At a time when researchers investigating the potential of embryonic stem cells focused on controlling cellular differentiation, Dr. Yamanaka took a different approach—returning differentiated adult cells to the embryonic state. In 2006, he discovered that inducing activation of four transcription factors converted adult skin cells into what he named induced pluripotent stem cells (iPSCs) that displayed many properties of embryonic stem cells. In subsequent work, his team confirmed that iPSCs can give rise to any type of mammalian tissue and refined the technology to reduce potential hazards associated with using the cells.
Joseph Goldstein, MD, the Regental Professor and chairman of Molecular Genetics at the University of Texas Southwestern Medical Center, a member of the Warren Prize Selection Committee, says, “Yamanaka's development of iPSC technology and Jaenisch's pioneering work demonstrating the use of reprogrammed cells to treat models of human disease have pushed stem cell research to the forefront of biomedical science.”

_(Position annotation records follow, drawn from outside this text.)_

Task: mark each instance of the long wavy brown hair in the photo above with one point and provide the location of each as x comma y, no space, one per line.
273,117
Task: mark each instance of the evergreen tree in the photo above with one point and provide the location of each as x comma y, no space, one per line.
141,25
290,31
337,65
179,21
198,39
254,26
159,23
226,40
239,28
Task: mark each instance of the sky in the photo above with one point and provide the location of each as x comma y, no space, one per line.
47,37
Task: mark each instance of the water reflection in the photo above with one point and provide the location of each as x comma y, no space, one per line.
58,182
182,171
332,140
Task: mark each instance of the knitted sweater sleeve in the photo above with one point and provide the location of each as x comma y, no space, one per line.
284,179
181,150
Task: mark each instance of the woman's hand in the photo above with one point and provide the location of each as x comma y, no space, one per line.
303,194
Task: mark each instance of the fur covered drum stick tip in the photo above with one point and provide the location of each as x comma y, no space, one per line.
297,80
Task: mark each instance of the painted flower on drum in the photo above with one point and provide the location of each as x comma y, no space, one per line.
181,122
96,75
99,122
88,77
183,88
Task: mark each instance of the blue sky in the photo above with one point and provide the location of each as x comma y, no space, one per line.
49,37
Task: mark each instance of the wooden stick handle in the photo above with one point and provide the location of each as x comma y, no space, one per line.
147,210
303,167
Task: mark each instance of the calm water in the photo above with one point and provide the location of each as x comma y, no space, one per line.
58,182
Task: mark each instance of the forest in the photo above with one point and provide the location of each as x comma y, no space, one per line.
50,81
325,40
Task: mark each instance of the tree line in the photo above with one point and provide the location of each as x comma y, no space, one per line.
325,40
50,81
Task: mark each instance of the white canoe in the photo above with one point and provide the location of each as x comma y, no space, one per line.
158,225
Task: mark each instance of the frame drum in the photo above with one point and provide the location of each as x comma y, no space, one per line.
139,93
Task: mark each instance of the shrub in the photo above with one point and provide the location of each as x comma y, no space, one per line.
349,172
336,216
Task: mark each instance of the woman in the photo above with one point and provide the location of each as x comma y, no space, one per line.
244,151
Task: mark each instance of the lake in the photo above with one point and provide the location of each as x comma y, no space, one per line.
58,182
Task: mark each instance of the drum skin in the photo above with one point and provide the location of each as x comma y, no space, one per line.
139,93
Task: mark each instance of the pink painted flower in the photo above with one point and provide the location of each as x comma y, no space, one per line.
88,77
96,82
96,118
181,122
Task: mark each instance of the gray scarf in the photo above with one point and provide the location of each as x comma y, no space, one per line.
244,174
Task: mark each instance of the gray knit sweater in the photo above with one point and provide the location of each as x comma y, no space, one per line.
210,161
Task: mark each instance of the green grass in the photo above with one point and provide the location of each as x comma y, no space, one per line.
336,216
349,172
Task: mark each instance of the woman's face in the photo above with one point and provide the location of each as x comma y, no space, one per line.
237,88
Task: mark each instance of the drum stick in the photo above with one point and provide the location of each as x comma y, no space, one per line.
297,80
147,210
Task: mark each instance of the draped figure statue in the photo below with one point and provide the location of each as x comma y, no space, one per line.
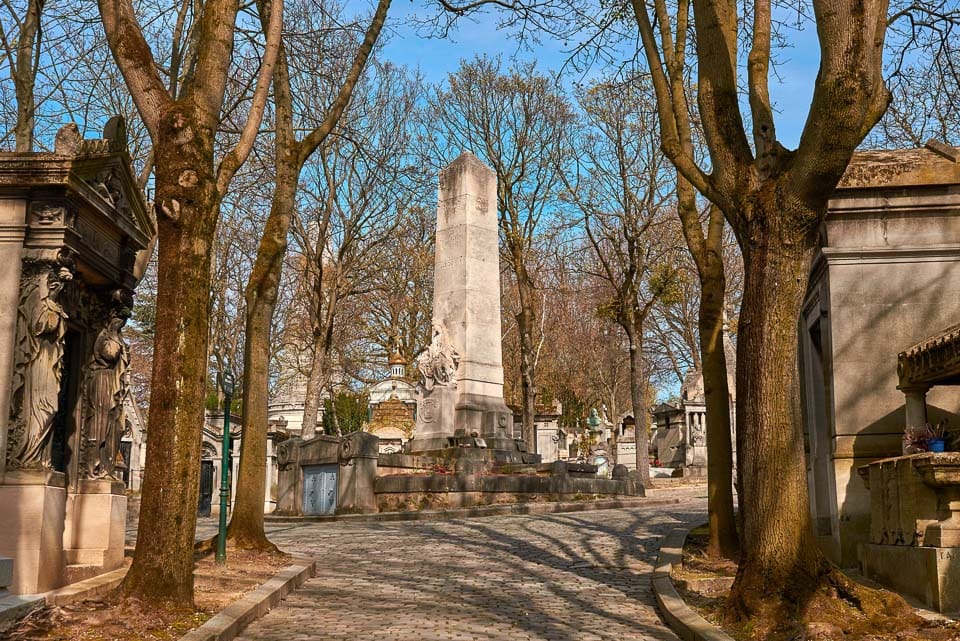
41,326
104,390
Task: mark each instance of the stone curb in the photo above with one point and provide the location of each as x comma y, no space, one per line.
479,511
687,624
232,620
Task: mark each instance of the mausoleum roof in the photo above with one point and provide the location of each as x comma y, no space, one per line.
934,360
934,164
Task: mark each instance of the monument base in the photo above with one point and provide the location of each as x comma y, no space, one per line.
32,531
94,530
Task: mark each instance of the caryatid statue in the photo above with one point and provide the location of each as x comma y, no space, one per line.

Adds Phillip Sharp, PhD, Institute Professor in the Koch Institute for Integrative Cancer Research at MIT, also a member of the selection committee, “These research advances have greatly expanded knowledge of the plasticity of control of cellular identity and hold the potential for new treatments for many of the degenerative diseases of mankind.”
Created in 1871, the Warren Prize was named for Dr. John Collins Warren, a co-founder of the MGH who played a leading role in establishing what became the New England Journal of Medicine and also performed the first public surgical operation on a patient under ether anesthesia on October 16, 1846. Usually given every third year, the Warren Prize honors scientists who have made outstanding contributions in fields related to medicine; and 22 Warren recipients have also received the Nobel Prize.
Dr. Shinya Yamanaka is the L.K. Whittier Foundation Investigator in Stem Cell Biology at the Gladstone Institute of Cardiovascular Disease. He is also professor of anatomy at the University of California, San Francisco, and has affiliations and research laboratories at Kyoto University's Center for iPS Cell Research and Application.
About the Gladstone Institutes
Gladstone is an independent, nonprofit biomedical research organization dedicated to accelerating the pace of scientific discovery and biomedical innovation to prevent illness and cure patients suffering from cardiovascular disease, neurodegenerative disease, or viral infections. Gladstone is affiliated with the University of California, San Francisco.